My anonymous commenter wanted to make it clear that they do not believe the vast majority in our community are racist, but they do seem to feel that many have lack of understanding of other cultures - and they made it very clear that some assumptions are being made based on appearances of those around us, and they shared some of those with me today.

How would it feel, they asked, to be asked if the recent taxi cab woes would affect you, and realize you were only being asked this question because the questioner assumed you drove a taxi because of the colour of your skin? And how would it feel to know that in fact you work as a professional with an oil sands company but your race makes people seem to think your only skill must be driving a taxi? And how would it feel to know that in fact many like you, with similar skills and training in your home country, ARE driving taxis here to survive, trying desperately to get the upgrading needed to transfer their skills to this new country?

How would it feel, they asked, to have your wife stand up in a community meeting to express an opinion and later overhear someone say that "immigrants should be quiet until they understand the Canadian way", knowing that your wife, who struggles a bit with English, is fluent in French because she was born and raised in Montreal, and is an educated professional who has chosen to stay home to raise children, and who wears the hijab by choice? And that her family has been in Canada for decades?

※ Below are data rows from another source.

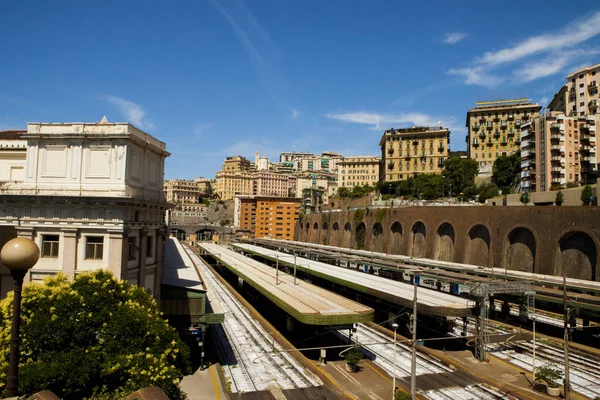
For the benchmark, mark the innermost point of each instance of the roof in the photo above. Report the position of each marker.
(12, 134)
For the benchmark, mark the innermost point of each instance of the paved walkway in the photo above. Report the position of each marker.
(204, 385)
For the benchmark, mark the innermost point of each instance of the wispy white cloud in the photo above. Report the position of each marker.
(201, 128)
(133, 112)
(454, 37)
(476, 76)
(573, 34)
(377, 121)
(543, 55)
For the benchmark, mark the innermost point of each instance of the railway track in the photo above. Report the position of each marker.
(379, 347)
(584, 371)
(253, 360)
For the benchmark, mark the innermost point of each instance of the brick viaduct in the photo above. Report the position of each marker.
(543, 240)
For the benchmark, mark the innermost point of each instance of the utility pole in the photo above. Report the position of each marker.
(567, 383)
(413, 367)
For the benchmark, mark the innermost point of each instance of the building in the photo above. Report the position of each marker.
(267, 183)
(494, 128)
(409, 151)
(556, 150)
(358, 171)
(582, 91)
(267, 217)
(90, 195)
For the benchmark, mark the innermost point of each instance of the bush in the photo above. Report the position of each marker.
(94, 336)
(559, 199)
(586, 194)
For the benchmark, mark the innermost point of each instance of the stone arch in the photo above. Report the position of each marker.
(520, 250)
(396, 238)
(478, 246)
(444, 246)
(377, 237)
(576, 255)
(419, 240)
(360, 235)
(347, 236)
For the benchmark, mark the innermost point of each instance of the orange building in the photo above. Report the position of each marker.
(267, 217)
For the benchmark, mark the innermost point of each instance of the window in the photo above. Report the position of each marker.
(50, 246)
(94, 247)
(131, 248)
(150, 246)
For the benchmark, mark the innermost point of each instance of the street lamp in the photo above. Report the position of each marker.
(18, 255)
(395, 326)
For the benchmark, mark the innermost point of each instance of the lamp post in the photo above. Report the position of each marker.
(395, 326)
(18, 255)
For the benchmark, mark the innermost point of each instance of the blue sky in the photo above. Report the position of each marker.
(220, 78)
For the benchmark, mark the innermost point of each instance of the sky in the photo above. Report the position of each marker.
(214, 78)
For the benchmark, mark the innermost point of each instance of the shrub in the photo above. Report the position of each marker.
(94, 336)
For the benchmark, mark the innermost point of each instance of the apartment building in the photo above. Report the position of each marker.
(556, 150)
(90, 195)
(267, 217)
(494, 128)
(234, 178)
(409, 151)
(358, 171)
(582, 91)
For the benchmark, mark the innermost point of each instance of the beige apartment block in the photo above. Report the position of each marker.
(556, 150)
(582, 91)
(358, 171)
(90, 195)
(494, 128)
(409, 151)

How would it feel, they asked, to know that your oldest child has been called abusive names, ones you won't even put into writing because they are so repugnant? Or that your child was told they should "go back to where they are from", knowing that "where they are from" is Fort McMurray, born in the hospital here, and that this is the only home they have ever known?

How would it feel, they asked, to be told you hadn't lived here long enough to hold an opinion, an assumption someone has made not realizing you have been here for over a decade, and proudly declare this your home? And how would it feel to know that while you bring with you years of experience in another country and community, including knowing oppression, poverty, and political strife, that your experience is considered by some to be worthless in any dialogues that may occur in your present community?

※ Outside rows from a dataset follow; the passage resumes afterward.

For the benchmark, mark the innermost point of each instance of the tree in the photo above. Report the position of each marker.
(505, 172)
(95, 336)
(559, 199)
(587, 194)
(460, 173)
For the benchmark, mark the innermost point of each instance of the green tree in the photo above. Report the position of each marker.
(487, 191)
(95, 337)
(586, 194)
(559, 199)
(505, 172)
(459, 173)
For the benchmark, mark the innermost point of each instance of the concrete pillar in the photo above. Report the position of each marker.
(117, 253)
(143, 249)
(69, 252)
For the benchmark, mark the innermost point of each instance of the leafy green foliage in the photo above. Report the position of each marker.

These questions stopped me in my tracks, you see. I don't know how it would feel to encounter any of these things, as I have never had to deal with them - but there are those in our community who do. My anonymous commented suggested we have a long, long way to go in achieving true multiculturalism and diversity here. They said it is one thing to be a place where there are people of many colours and religions and colours, but another thing entirely where that is not even a topic of discussion and we are all, quite simply, people.

I share these comments with you today with sadness and regret, because it has confirmed something I have suspected for a long time. We have a long way to go here. I have seen signs of it, glimmerings of racism on social media, and occasionally outright and overt statements of racism that stunned me. I have seen a lack of understanding, and a rush to blame those of other cultures for societal woes and issues, looking at them when perhaps we need to understand we all contribute to both the good, and the bad, in this community. I have seen the face of racism, but never so starkly as I did this morning when someone took the time to send me their thoughts, their experience - and share their pain.

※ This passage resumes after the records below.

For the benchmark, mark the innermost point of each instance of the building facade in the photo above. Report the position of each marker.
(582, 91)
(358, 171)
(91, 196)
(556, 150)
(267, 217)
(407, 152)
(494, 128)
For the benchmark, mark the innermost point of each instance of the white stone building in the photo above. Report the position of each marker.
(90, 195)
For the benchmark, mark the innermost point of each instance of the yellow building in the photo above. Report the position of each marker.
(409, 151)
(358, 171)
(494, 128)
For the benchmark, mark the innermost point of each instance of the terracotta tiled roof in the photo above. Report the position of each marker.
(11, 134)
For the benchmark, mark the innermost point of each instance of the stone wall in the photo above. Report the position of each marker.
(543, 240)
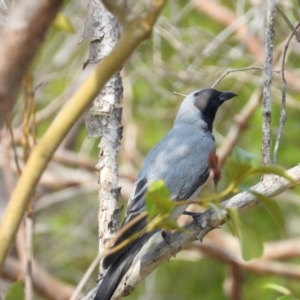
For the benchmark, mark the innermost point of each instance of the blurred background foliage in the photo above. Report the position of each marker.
(193, 44)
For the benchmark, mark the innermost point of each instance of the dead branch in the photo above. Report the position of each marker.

I am grateful they did so, and I present their thoughts to you here today, because this conversation has clearly just begun. Sometimes the conversations that are most painful to have are the ones we most need to hold, and I believe this might just be at the very top of the must-discuss list in our community. Perhaps sharing their words with you might spark you to hold this conversation with others - or with yourself if need be. I know that I hold these words in my heart today, and they tumble around in my head as I try to imagine how it would feel.